Read that again: UVA officials repeatedly said a report existed — then changed their story. But there’s more.
Our own FOIA request on May 2025, merely three months after the W&C presentation to the Board, adds yet another layer. The University's response to the Jefferson Council acknowledged that one electronic file exists, but withheld it under discretionary exemptions. Not because disclosure is legally prohibited — but because UVA chose to withhold it.
So which is it? No written report? Only an oral report? One electronic file? A report that officials repeatedly confirmed existed before changing their answer?
The contradictions don't stop at paperwork. Multiple individuals present at the February 2025 meeting have informed us that W&C made a formal presentation to the Board, during which a written document corresponding to the presentation was distributed to BOV members — and that those written documents were collected back when the presentation concluded.
The questions are unavoidable: Where are the physical copies? Were the physical copies destroyed? Was it legal to do so? Is UVA obligated to keep at least one physical copy that was distributed along with an electronic copy? Why does UVA describe an oral report and reiterate no physical copy while simultaneously failing to state to anyone in the University community or to the news media that there was actually an electronic presentation accompanied by a physical document? And why has the University chosen — because it is a choice — to keep this report from the public?
The stakes here are not abstract. The University spent millions of dollars in public funds on this investigation. The findings were consequential enough that the highest-ranking executives of the health system resigned in its wake.The public — which funded both the system and the investigation — is entitled to know the facts and the truth.

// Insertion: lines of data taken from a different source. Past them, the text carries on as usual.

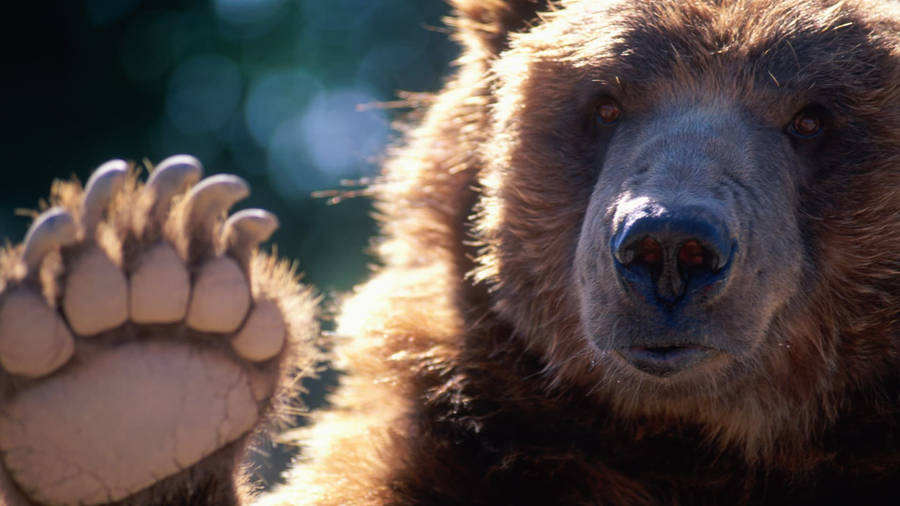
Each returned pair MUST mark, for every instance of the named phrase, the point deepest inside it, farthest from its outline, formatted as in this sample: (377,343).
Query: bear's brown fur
(472,377)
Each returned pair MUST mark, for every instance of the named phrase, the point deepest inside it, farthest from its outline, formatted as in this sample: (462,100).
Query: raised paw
(142,337)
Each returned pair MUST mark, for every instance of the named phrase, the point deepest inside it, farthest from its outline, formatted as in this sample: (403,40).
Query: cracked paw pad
(174,325)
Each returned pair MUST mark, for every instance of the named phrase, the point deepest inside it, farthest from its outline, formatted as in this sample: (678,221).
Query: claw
(103,184)
(247,229)
(213,196)
(171,176)
(54,228)
(206,203)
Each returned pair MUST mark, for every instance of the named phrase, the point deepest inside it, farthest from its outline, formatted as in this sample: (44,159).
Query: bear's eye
(607,111)
(808,123)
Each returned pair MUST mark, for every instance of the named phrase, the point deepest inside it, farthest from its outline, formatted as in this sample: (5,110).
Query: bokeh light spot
(339,136)
(274,98)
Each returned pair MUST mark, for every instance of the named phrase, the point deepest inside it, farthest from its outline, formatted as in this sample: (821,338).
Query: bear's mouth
(664,361)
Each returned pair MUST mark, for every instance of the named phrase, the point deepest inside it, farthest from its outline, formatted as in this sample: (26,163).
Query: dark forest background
(279,92)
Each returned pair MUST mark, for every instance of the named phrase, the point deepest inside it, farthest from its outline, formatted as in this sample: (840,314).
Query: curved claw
(210,199)
(247,229)
(171,176)
(103,184)
(54,228)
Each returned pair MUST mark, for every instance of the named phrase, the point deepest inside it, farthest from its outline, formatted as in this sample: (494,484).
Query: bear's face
(657,181)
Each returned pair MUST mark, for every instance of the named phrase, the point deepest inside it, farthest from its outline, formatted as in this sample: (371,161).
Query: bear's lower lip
(665,361)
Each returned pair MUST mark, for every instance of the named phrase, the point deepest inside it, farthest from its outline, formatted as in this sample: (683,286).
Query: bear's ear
(488,23)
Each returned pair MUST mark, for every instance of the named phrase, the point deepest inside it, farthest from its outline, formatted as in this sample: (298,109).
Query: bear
(633,252)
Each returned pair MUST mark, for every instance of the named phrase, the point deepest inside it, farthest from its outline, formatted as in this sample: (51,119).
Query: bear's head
(692,209)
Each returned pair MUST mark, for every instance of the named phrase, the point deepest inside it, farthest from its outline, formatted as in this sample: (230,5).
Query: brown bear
(635,252)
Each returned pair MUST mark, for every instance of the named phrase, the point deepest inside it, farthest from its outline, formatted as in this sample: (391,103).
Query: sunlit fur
(469,376)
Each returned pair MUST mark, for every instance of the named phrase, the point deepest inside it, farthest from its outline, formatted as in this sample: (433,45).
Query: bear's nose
(673,258)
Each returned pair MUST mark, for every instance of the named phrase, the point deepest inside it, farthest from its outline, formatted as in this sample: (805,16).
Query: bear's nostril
(649,251)
(674,258)
(693,254)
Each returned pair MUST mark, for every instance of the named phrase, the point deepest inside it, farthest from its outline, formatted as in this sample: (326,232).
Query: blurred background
(283,93)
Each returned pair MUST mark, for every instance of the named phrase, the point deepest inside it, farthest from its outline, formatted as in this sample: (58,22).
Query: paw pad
(178,330)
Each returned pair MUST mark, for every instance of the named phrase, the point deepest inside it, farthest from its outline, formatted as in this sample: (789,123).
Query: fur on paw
(142,334)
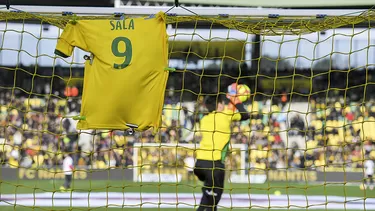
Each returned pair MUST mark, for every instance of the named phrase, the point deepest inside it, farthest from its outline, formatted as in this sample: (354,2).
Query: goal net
(308,144)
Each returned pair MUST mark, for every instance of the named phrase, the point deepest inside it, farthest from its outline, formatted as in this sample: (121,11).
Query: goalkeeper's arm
(234,101)
(241,109)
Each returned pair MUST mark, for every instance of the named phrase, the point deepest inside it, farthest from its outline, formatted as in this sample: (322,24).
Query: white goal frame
(201,11)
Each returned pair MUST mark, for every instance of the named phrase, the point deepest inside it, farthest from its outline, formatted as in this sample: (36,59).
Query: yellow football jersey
(215,130)
(125,81)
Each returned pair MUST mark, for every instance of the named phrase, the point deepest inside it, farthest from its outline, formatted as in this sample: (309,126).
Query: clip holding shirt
(91,58)
(131,131)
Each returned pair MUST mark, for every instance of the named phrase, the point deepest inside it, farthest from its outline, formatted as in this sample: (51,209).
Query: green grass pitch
(40,186)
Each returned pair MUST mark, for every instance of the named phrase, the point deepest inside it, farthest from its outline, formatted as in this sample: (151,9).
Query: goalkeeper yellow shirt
(125,81)
(215,130)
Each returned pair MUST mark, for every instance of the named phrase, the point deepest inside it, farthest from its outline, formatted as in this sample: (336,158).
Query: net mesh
(305,146)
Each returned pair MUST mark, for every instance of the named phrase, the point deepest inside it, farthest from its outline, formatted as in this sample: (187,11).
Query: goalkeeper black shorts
(210,172)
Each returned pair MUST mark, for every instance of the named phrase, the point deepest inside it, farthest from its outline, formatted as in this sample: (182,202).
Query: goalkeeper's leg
(68,181)
(371,182)
(213,184)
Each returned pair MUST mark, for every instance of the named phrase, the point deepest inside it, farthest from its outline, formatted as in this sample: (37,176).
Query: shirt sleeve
(70,38)
(236,117)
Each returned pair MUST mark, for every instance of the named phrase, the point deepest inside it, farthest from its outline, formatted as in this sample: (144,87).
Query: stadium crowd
(36,131)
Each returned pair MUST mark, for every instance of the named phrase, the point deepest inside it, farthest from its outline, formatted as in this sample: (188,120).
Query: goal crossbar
(201,11)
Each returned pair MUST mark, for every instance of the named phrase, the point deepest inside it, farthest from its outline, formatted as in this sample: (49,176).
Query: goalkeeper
(216,130)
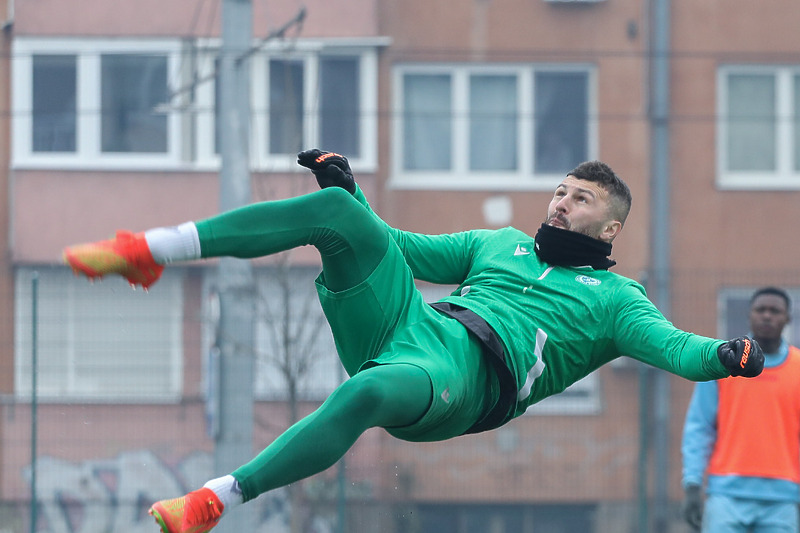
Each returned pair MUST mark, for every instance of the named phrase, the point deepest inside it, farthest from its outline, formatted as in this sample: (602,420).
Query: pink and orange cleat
(127,254)
(197,512)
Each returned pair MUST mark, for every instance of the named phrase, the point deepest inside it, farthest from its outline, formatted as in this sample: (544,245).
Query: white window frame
(88,153)
(60,322)
(309,52)
(460,177)
(784,177)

Attorney-client privilege covers legal advice, not facts. We are not asking UVA to reveal W&C's legal strategy and advice. We are asking what the investigation actually found — the facts and the truth behind the resignations of the health system's most senior leadership.
And in addition, we would like to know why UVA officials have equivocated about the existence of a written document by W&C. Is it disingenuity, duplicity, or just plain old incompetence?
A Final Challenge
Both of these mysteries share a common thread: an apparent monumental lack of transparency and accountability. We call on the UVA community — its faculty, its students, its journalists — to demand answers. The deerstalkers are on. The “game” is afoot.